En quoi l’avenir assombri de ThyssenKrupp Marine Systems (TKMS), constructeur des sous-marins allemands ainsi que de divers vaisseaux militaires de surface, est-il impactant pour la construction navale du pays? Au début de l’année, la filiale navale du géant de l’acier ThyssenKrupp (TK) a annoncé son intention de fermer son site d’Emden (220 salariés sur 3 700) qui emploie essentiellement des ingénieurs. Puis a été révélé début juin que la maison mère, elle-même en difficulté, réfléchissait à vendre TKMS. La situation difficile du chantier naval s’explique aisément. Certes, les Allemands ont récemment remporté un contrat norvégien pour quatre sous-marins.
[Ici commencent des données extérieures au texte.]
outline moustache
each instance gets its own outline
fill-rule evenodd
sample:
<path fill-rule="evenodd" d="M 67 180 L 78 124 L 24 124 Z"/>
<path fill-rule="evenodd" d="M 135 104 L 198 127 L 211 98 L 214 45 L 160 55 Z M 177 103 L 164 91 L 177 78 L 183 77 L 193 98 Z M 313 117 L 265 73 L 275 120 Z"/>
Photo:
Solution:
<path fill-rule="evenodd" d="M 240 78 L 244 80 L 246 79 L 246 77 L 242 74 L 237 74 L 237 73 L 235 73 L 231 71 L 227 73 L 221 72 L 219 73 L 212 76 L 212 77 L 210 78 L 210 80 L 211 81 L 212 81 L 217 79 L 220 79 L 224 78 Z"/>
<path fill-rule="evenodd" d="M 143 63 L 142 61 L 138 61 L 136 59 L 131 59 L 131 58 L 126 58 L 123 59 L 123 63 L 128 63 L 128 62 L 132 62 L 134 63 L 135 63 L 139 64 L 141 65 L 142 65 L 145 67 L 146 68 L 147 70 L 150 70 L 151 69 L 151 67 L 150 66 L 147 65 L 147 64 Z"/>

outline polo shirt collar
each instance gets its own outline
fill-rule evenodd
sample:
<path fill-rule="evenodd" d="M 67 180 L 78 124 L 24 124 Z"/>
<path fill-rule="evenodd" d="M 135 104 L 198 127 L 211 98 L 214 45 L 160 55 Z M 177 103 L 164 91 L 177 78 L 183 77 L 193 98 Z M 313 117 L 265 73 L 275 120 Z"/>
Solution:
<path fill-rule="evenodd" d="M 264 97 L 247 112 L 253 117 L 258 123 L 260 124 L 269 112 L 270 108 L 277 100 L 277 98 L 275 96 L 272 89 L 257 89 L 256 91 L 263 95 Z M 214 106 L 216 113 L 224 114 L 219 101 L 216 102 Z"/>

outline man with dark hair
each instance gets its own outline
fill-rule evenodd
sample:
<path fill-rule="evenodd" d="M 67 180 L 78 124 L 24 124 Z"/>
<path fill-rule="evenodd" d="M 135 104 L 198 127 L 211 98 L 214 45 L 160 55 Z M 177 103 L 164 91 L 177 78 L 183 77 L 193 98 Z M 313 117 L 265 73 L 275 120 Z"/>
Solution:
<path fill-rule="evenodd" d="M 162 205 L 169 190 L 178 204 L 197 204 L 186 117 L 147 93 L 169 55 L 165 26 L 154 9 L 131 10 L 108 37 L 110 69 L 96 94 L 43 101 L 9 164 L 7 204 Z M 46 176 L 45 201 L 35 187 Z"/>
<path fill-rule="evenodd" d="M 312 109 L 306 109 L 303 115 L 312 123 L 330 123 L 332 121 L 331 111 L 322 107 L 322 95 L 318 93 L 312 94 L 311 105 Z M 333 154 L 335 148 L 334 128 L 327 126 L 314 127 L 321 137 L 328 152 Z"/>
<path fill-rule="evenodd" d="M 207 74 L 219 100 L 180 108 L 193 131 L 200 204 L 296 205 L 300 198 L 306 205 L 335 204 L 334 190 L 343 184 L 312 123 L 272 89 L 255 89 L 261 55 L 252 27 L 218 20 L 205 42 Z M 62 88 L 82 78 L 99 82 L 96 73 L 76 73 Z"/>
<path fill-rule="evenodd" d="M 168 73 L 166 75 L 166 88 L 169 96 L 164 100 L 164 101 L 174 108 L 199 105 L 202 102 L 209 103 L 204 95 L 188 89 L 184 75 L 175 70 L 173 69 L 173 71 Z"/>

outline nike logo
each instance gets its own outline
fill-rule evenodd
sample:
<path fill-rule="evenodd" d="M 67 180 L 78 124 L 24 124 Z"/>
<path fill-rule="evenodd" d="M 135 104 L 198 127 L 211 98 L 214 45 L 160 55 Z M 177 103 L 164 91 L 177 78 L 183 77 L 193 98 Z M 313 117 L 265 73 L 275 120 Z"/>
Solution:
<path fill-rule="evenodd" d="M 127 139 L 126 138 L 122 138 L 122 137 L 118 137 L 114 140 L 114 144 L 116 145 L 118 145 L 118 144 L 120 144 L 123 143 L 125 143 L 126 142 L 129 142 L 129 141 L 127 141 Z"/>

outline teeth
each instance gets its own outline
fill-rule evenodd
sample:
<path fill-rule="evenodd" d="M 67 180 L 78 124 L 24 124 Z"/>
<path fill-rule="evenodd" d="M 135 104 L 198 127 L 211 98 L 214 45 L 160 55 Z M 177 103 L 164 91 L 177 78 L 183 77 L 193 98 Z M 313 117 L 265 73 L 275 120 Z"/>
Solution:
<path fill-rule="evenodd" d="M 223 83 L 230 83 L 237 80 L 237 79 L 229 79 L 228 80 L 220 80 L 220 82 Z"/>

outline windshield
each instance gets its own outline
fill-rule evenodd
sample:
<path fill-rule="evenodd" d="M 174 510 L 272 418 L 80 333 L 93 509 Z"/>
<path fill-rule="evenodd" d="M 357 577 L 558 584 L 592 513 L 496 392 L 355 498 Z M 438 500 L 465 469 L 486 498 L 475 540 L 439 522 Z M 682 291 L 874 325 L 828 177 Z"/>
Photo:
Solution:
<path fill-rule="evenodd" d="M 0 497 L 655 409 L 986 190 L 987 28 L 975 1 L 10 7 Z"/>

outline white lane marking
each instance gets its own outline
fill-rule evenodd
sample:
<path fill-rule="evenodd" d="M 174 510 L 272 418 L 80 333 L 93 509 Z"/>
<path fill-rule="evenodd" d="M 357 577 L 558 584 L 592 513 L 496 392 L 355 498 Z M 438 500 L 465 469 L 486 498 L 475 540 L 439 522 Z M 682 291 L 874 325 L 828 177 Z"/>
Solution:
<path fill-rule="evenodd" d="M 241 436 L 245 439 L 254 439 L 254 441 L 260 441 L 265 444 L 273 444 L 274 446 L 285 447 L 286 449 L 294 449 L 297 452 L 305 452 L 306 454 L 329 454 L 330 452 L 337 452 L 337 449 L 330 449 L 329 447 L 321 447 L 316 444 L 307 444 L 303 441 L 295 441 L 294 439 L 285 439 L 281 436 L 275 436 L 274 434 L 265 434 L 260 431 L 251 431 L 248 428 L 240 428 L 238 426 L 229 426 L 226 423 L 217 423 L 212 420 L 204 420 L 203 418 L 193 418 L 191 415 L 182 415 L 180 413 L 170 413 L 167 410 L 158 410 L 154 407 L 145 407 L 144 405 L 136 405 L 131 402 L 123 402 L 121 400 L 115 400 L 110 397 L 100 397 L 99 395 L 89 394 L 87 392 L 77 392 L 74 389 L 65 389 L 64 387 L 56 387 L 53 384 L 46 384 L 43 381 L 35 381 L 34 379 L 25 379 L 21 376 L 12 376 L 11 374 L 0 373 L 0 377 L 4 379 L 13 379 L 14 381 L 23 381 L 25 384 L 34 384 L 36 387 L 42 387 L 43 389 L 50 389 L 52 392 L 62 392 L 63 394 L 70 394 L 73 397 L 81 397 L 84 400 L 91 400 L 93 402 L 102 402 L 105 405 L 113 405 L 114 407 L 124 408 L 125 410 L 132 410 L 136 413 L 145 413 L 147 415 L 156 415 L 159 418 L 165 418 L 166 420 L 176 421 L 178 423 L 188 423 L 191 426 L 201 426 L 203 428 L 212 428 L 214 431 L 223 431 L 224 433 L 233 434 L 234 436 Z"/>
Mais, fin 2016, ils ont perdu le deal australien « du siècle » face aux Français de Naval Group qui leur ont « chipé » la construction de 12 sous-marins pour une valeur de 35 Md€. Par ailleurs, au printemps dernier, le ministère allemand de la Défense a annoncé l’exclusion de TKMS de l’appel d’offres européen lancé pour la construction du futur bâtiment multi-rôle allemand MKS 180. La valeur de ce contrat (quatre à six navires) oscille entre 3,5 et 5 Md€, une somme à mettre en regard du chiffre d’affaires consolidé de la filière navale: 5,8 Md€ en 2017. Pour TKMS, la perte de ce contrat, qui pourrait revenir à un chantier hollandais, est conséquente, tant sur le plan économique que symbolique. Car comment peut-on commercialiser des produits qu’on n’arrive même pas à vendre à sa propre Marine?
S’affranchir de l’Europe
Meinhard Geiken, patron de l’IG Metall Kueste (fédération côtière), mais aussi les ministres-présidents des cinq Länder côtiers ont demandé au gouvernement fédéral à ce que la construction de bâtiments de surface soit enfin classée « technologie-clé » sur le plan national. Ce qui permettrait de s’affranchir des appels d’offres européens. « Nous réagissons vivement car les problèmes de TKMS peuvent avoir un impact sur toute la construction navale allemande qui va mieux mais reste un ensemble très fragile à moyen et long terme. En termes de conception et de savoir-faire, l’activité des chantiers civils et militaires se complètent dans leurs savoir-faire. Par ailleurs, à l’instar des chantiers Lürssen, les entreprises lissent leurs activités en travaillant de manière duale pour le civil et le militaire. Enfin, les sous-traitants des deux marchés sont globalement les mêmes, excepté peut-être pour l’électronique », a expliqué au JMM le porte-parole de l’IG Metall Küste. Pour Heiko Messerschmidt, l’affaiblissement d’un des plus gros chantiers navals allemands arrive à un très mauvais moment, alors même que les concurrents chinois et franco-italien accentuent la pression sur les segments couverts par les chantiers allemands, à savoir les navires de services (éolien offshore ou scientifiques), mais aussi les ferries, paquebots et yachts.
17 Md€
En 2017, les 7 groupes présents sur le marché allemand ont employé 15 795 personnes (59 200 en 1990) avec un carnet de commandes d’un volume global de 17 Md€ pour 53 navires. En 2017, 22 navires ont été livrés pour 12 nouvelles commandes.